Ah, my garden-consciousness brings me to the mind-body problem, though perhaps in a more physical way than philosophers encounter it. My conscious mind imagines the garden that does not yet exist. Is that garden real or an illusion? What makes it possible for me to conjure it so vividly? Is it merely memory of past experience? If so, why does my imagination invent a slightly different garden–this year’s ideal? My animal self takes action, physical action (phenomenological action) in order to bring about fruition to feed the physical body that loves the taste of vine-ripe tomatoes and fresh beans and tender lettuces. Do my actions cause the plants to grow? No. I’m more of a steward or a guide. I help them get a better-than-average start.

This sort of thinking brings me around to a (2011?) post by biologist Stuart Kauffman, on the NPR philosophy blog.

Kauffman says:

We think we live in a web of cause and effect. We do. We also live in a web of enabling opportunities that may or may not be seized, and the living world, biosphere up, unfolds in a different way, creating ever new possibilities of becoming.

But these possibilities often can’t be stated ahead of time. No one foresaw Facebook when Alan Turing did his work in the first half of the 20th century. Nor can we foresee all the possibilities of the evolution of life.

Life is not a well-formulated, complex optimization problem to be solved. We do not know all the variables that may become relevant.

Science is my life, and it is wonderful. But science will not ultimately know everything.

In the world of modernity, our values have become badly deformed. Gordon Gekko’s “greed is good” has replaced “integrity, generosity, and courage” as our First World cultural ideal. Modernity does not serve our humanity well, although it does offer enhanced standards of living. We are reduced — to price tags, cogs in an economic system making often useless products in the name of forever GDP growth on a finite planet. The bankers corrupt themselves and our government. Our government does not yet realize that its better job is to enable, not command, to “garden,” to coach, to enable the creativity of its peoples, here and around the globe.

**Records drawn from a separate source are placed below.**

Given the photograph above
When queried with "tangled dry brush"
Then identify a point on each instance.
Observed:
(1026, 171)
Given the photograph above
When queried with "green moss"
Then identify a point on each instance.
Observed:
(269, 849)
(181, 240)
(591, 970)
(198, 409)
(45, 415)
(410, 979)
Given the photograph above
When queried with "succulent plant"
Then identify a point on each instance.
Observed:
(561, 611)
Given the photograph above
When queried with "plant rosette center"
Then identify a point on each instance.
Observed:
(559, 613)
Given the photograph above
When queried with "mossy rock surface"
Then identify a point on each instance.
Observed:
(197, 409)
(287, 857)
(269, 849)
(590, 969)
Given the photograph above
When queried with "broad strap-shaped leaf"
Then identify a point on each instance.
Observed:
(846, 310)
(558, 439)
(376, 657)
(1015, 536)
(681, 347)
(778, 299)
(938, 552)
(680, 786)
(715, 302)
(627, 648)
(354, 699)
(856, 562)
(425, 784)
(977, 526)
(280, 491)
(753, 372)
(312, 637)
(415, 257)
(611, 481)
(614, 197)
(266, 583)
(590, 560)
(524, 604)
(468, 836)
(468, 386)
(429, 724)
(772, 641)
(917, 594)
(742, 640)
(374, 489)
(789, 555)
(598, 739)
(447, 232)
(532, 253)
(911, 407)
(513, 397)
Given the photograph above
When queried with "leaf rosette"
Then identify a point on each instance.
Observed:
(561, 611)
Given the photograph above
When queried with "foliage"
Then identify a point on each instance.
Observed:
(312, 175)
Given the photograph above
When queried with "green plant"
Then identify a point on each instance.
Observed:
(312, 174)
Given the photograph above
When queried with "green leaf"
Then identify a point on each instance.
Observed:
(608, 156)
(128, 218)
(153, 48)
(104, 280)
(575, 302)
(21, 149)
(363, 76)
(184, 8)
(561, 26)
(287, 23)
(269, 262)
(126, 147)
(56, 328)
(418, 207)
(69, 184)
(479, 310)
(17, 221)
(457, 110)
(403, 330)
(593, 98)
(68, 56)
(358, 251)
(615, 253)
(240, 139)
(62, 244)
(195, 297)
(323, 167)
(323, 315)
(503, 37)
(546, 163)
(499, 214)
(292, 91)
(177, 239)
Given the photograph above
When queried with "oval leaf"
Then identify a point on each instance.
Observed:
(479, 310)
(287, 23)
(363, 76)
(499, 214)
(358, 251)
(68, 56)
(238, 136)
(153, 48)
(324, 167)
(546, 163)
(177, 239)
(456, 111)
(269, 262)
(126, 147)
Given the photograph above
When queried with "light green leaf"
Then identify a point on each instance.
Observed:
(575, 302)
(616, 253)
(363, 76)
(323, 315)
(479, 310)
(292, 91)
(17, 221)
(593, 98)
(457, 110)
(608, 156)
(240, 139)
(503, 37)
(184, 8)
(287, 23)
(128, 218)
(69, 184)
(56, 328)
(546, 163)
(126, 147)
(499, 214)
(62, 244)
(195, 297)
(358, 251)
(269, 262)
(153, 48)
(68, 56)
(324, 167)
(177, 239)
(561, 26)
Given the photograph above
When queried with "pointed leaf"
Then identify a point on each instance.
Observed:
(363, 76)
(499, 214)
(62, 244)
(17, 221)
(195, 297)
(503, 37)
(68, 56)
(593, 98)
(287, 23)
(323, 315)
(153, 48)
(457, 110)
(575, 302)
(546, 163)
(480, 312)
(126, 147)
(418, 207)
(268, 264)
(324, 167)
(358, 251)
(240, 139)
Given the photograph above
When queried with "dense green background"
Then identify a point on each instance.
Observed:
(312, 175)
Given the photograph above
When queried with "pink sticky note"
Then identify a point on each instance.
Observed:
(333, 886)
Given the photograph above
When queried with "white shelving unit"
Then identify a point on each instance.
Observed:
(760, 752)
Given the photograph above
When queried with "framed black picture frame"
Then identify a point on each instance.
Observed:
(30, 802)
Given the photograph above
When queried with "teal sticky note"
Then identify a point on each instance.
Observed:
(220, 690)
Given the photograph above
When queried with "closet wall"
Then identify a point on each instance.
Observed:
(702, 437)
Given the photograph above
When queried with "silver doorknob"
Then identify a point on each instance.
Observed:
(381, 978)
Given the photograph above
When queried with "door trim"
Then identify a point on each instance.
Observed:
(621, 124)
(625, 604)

Yes, that’s it. I engage with my environment partly by enabling things to grow or flourish. The term enabling has garnered some negative connotation in recent years due to its use in psychology: we are warned not to enable alcoholics, manipulative people, or those who need to learn some grit and self-motivation. The idea of enabling is, however, essentially positive: to help, to nurture. In fact, I think I prefer to think of myself as one who enables the earth rather than as a steward–though both concepts suggest that we human beings must engage willfully with the world.

We have work to do here on earth. And I am well aware that I do not know, with my garden, “all the variables that may become relevant.” (Past complex variables have included drought, hail, flooding, and beetles.) My small part this year includes serving the land I temporarily inhabit as well as serving myself and my family our favorite foods.

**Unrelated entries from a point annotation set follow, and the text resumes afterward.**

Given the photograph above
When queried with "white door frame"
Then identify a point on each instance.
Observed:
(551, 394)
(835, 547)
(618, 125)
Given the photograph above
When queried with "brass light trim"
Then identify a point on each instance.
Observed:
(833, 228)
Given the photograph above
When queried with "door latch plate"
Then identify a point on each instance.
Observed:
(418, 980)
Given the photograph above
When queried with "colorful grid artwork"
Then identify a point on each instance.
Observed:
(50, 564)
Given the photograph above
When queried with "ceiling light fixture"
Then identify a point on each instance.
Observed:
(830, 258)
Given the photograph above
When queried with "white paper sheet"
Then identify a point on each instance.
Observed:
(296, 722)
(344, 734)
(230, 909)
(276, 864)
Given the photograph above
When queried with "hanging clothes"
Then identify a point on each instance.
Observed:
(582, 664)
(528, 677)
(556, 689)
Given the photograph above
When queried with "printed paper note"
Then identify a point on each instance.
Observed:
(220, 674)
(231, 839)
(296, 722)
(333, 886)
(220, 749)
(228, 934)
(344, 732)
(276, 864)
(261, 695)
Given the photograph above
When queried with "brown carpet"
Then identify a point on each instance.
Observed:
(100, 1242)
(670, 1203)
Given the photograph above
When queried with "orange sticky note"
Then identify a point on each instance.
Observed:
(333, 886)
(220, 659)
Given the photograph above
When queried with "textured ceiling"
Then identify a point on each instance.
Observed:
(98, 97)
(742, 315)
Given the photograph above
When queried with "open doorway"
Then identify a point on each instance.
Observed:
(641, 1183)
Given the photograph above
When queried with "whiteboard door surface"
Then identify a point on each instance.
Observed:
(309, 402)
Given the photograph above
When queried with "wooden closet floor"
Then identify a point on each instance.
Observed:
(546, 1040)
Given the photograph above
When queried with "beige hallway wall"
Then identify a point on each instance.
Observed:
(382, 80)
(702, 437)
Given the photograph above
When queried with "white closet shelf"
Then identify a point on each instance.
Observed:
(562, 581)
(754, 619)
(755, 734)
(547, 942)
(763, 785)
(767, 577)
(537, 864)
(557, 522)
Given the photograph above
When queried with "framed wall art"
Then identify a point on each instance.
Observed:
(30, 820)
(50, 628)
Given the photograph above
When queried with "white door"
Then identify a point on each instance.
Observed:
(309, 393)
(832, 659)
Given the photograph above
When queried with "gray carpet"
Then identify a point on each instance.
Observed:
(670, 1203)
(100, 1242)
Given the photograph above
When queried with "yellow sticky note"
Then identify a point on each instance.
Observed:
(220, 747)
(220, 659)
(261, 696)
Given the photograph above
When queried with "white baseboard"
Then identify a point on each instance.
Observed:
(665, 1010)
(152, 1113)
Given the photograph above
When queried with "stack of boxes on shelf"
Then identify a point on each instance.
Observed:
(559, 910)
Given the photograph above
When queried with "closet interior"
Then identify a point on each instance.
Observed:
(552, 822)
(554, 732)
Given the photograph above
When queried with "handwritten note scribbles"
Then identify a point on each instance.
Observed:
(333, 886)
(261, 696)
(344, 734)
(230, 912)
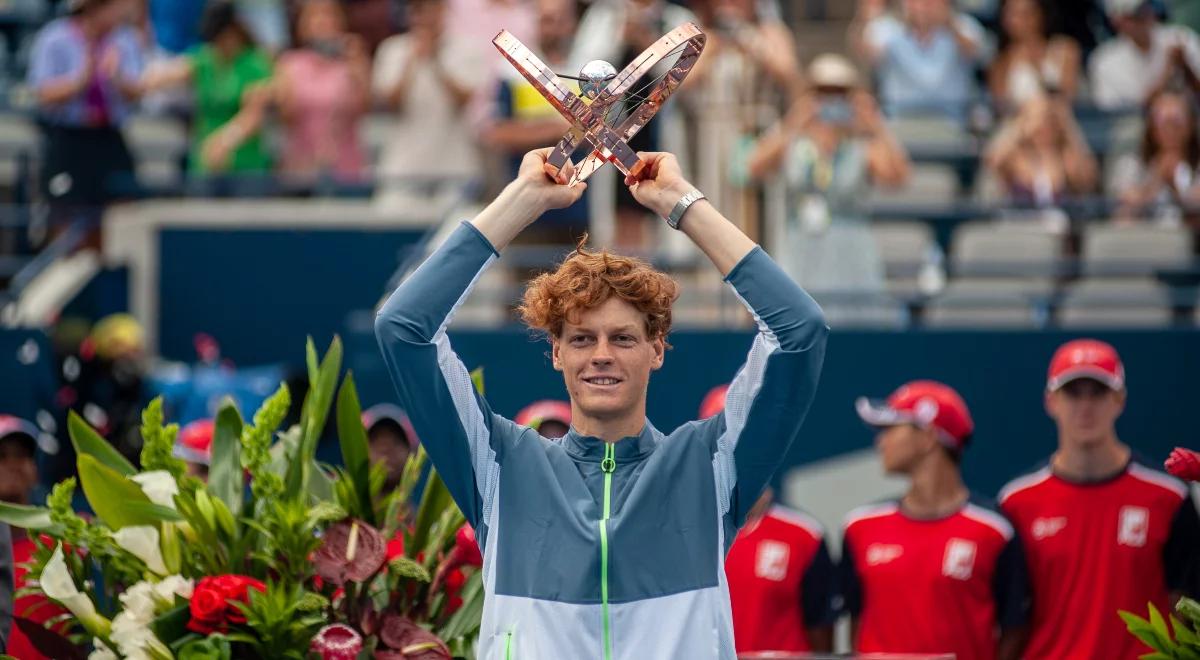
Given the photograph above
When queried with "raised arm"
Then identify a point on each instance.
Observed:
(433, 387)
(772, 391)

31281_1488041725309_1074892_n

My favorite sources for seed include: Seeds of Change, Territorial Seed Co., Peaceful Valley Farm Supply, and–while less on the organic spectrum, the British firm of Thompson & Morgan for its amazing variety of herbs, vegetables, fruits, ornamentals and grasses from heirloom to the latest hybrids. For American gardeners interested in some truly historical strains, Thomas Jefferson’s Monticello offers quite a selection.